To further elucidate the signaling pathways by which JUA exerts its anti-apoptotic effects, the activation of MAPK and AKT were examined. Western blotting results demonstrated that the expression levels of p-JNK and p-p38 were significantly increased following exposure to NE for 6 and 12 h. Conversely, pretreatment with JUA was able to reduce the expression levels of p-JNK and p-p38 at 6 or 12 h following NE exposure (Fig. 6A-C). In addition, the expression levels of p-ERK were significantly increased following treatment with NE. Pretreatment with JUA significantly reduced the expression levels of p-ERK at 6 h following NE exposure.
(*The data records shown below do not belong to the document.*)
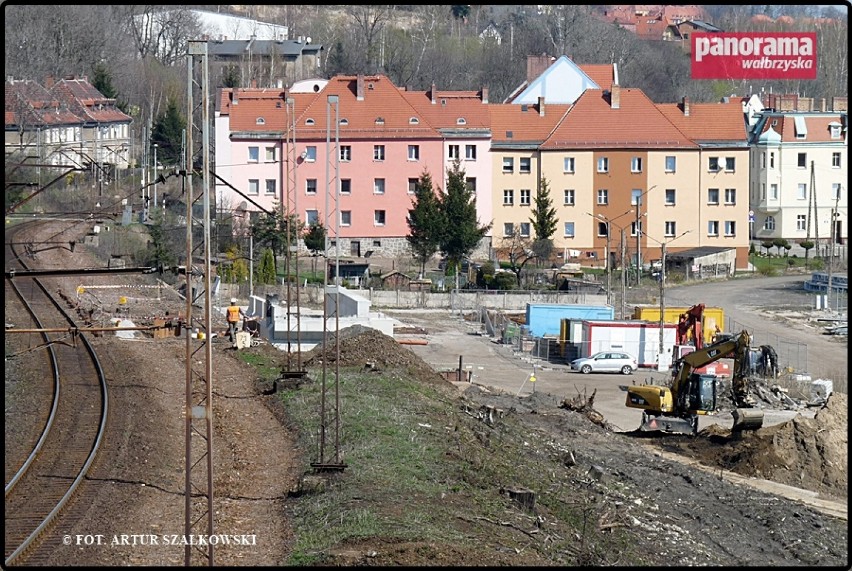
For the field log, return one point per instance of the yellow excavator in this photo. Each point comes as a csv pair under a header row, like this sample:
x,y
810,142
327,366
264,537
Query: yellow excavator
x,y
676,408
However, in cells pretreated with 20 µM JUA, the expression levels of p-ERK were significantly increased at 12 h following NE exposure (Fig. 6A and D). Furthermore, in the groups receiving 10 and 20 µM JUA, the expression levels of p-AKT were significantly increased at 6 or 12 h following NE exposure (Fig. 6A and E). The total expression levels of JNK, p38, ERK and AKT were not significantly altered following exposure to NE or JUA pretreatment.